JAKE TAPPER, CNN HOST: Big news in our health lead today. As of today, more than 100 million Americans are fully vaccinated. The numbers of case and deaths in this country are going down, all proving one thing that these vaccines work.

Case numbers are at the lowest they have been since October. Deaths are down an incredible 80 percent since just January. States and businesses are taking this good news to push ahead with reopening.
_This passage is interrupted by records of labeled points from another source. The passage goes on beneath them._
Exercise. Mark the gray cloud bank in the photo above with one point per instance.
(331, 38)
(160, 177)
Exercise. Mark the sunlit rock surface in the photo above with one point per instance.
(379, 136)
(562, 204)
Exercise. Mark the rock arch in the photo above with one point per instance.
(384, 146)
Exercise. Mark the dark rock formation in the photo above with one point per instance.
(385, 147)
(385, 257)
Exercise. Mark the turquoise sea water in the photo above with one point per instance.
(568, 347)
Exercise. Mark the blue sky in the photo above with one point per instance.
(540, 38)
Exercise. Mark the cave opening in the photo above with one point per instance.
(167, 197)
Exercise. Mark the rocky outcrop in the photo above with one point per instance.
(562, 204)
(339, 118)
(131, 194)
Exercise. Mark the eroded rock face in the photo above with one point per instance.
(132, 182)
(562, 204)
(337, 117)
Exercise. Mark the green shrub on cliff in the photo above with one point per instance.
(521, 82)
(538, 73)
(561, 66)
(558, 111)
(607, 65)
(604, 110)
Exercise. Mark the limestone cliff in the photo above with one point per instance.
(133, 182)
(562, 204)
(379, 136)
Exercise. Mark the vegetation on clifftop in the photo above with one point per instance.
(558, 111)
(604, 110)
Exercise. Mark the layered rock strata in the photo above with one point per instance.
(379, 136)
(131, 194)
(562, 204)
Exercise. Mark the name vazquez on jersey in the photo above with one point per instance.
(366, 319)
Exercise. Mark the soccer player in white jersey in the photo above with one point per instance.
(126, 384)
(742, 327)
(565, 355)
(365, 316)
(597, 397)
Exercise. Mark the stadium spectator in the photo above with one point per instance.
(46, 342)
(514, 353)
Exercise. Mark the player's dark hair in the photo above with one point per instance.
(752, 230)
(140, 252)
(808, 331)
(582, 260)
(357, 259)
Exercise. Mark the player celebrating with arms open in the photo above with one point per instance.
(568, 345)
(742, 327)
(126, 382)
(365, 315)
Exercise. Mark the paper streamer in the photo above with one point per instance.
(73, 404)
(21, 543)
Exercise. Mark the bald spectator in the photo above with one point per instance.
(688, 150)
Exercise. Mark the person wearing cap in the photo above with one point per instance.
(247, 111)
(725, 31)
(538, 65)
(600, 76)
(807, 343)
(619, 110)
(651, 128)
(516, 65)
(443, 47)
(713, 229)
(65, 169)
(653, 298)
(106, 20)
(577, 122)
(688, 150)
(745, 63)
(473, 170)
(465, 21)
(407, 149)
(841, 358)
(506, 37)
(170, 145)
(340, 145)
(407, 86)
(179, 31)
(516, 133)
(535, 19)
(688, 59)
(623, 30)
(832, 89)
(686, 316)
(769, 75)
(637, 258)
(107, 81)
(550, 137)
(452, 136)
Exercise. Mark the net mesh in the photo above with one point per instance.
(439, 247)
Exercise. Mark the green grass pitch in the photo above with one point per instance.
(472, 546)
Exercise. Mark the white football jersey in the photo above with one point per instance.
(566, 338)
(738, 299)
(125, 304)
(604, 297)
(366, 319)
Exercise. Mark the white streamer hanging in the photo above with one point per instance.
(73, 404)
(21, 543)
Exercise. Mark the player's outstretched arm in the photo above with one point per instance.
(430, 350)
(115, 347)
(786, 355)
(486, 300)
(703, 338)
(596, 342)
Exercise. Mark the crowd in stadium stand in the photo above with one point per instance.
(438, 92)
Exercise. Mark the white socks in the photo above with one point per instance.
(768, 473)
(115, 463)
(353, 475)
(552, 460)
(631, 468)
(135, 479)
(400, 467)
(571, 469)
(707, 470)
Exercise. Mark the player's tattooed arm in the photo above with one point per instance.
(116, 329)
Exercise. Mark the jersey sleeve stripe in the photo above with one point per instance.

Tomorrow, fans will pack the stands at the Kentucky derby.

Today, Disneyland opens back up to Californians which is where we find CNN's Nick Watt.

Nick, the TSA has just made an announcement when it comes to mask requirements. What is it?

NICK WATT, CNN NATIONAL CORRESPONDENT: Yeah, that's right, Jake. So this mask requirement for planes, trains and boats was set to expire May 11th. The TSA just extended it through September 13th. Masks also required here at Disneyland which as you mentioned just opened this morning listen, the theme of today has been shots in arms and doors creaking open.

(BEGIN VIDEOTAPE)

JEFF ZIENTS, WHITE HOUSE COVID-19 RESPONSE COORDINATOR: Today, we reached a major milestone on the number of Americans who are fully vaccinated. Today, 100 million Americans are fully vaccinated.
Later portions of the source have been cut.